Guardó fidelidad y brindó
cariño a mi Madre, a todos los de la casa y a quienes la visitaban, permaneció
con nosotros durante largos años, se convirtió en un miembro más de la familia,
mi Madre siempre nos pidió cuidarla y atenderla, si ella partía primero.
En nuestra casa, Edu tenía
su pequeño apartamento, le gustaba ver televisión y cuando lo hacía disfrutaba
y comentaba todo el tiempo la programación y si conocía algún lugar diferente,
lo gozaba plenamente.
De las remembranzas describo
que generalmente la vi con alegría, alguna vez enojada, otras veces afanada,
pero nunca triste ni preocupada, y aunque el paso de los años deja su huella, pese a su vejez, Edu conservó su corazón de
niña.
Un año después de la partida
de mi Madre, vivió otro año con una hermana en una Ciudad diferente, donde continuó
recibiendo cuidados y atenciones.
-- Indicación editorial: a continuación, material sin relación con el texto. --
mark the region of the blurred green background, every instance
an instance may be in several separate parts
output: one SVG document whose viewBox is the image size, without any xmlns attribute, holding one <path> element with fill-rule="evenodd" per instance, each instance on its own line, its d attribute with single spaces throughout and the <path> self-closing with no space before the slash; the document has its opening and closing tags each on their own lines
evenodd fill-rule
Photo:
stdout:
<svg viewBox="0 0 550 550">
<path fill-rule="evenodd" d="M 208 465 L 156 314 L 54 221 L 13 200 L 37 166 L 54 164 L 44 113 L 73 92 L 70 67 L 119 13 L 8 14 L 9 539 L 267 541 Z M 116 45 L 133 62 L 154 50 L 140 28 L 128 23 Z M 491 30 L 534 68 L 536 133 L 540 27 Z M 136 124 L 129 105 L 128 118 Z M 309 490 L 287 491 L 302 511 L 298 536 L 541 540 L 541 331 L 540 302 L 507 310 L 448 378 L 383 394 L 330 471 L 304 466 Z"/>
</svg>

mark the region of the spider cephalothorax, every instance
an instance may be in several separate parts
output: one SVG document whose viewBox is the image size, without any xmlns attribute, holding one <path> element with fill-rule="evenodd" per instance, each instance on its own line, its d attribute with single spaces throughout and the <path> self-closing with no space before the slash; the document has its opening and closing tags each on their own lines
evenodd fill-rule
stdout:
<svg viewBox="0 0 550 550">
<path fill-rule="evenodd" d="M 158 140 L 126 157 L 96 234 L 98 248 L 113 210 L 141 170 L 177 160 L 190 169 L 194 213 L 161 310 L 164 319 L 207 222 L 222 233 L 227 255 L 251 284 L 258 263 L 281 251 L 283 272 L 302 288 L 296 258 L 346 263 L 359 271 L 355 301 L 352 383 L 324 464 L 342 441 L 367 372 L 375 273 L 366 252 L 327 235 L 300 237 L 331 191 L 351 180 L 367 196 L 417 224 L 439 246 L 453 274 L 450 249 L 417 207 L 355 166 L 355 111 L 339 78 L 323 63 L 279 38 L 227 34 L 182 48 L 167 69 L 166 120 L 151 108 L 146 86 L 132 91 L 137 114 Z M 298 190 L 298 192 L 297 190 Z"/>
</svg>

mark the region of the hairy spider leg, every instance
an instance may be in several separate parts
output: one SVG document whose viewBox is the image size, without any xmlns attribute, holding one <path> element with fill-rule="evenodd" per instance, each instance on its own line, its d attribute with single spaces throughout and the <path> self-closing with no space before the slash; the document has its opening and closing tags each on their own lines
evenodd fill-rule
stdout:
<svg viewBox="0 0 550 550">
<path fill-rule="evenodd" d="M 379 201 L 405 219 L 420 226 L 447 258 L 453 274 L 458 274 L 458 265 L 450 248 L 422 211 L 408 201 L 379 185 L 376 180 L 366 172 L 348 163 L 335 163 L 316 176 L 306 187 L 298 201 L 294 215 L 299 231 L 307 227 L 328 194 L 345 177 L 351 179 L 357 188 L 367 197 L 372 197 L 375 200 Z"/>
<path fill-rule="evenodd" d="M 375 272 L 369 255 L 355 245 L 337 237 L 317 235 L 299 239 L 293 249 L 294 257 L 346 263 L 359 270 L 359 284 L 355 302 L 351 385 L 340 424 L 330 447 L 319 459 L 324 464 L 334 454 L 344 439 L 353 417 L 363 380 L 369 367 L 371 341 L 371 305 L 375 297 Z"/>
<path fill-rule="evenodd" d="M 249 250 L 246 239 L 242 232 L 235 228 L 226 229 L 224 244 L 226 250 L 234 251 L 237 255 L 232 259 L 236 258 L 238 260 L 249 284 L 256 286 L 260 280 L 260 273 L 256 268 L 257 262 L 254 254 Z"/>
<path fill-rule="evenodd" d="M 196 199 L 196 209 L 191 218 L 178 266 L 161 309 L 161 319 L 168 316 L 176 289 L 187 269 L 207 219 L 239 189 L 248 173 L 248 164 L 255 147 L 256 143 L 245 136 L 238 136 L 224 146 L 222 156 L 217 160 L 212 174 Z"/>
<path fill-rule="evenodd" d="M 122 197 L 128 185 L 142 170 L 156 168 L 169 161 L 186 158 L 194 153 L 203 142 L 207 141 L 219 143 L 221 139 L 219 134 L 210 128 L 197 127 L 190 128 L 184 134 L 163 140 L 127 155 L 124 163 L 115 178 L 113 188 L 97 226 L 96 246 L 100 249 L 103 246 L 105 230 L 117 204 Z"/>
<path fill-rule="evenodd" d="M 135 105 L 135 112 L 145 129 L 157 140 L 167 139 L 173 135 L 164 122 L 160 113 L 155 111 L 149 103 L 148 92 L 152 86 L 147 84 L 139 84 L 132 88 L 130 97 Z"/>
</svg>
En cierta ocasión la llevaron de urgencia a
la Clínica, donde permaneció durante varios días, y poco antes de partir a la
Patria Celeste, un sábado al caer la tarde estaba feliz y miraba al Cielo a
través de la ventana de su habitación con gran alegría, reía y con mirada amable y voz dulce le
preguntaba a mi hermana por qué había tantas palomitas blancas que volaban en
su habitación, finalmente con una tierna sonrisa dibujada en su rostro,
se durmió, cerró sus ojos a la luz temporal y los abrió para la eternidad.
Este tema tuvo una primera publicación el 26 de febrero de 2017.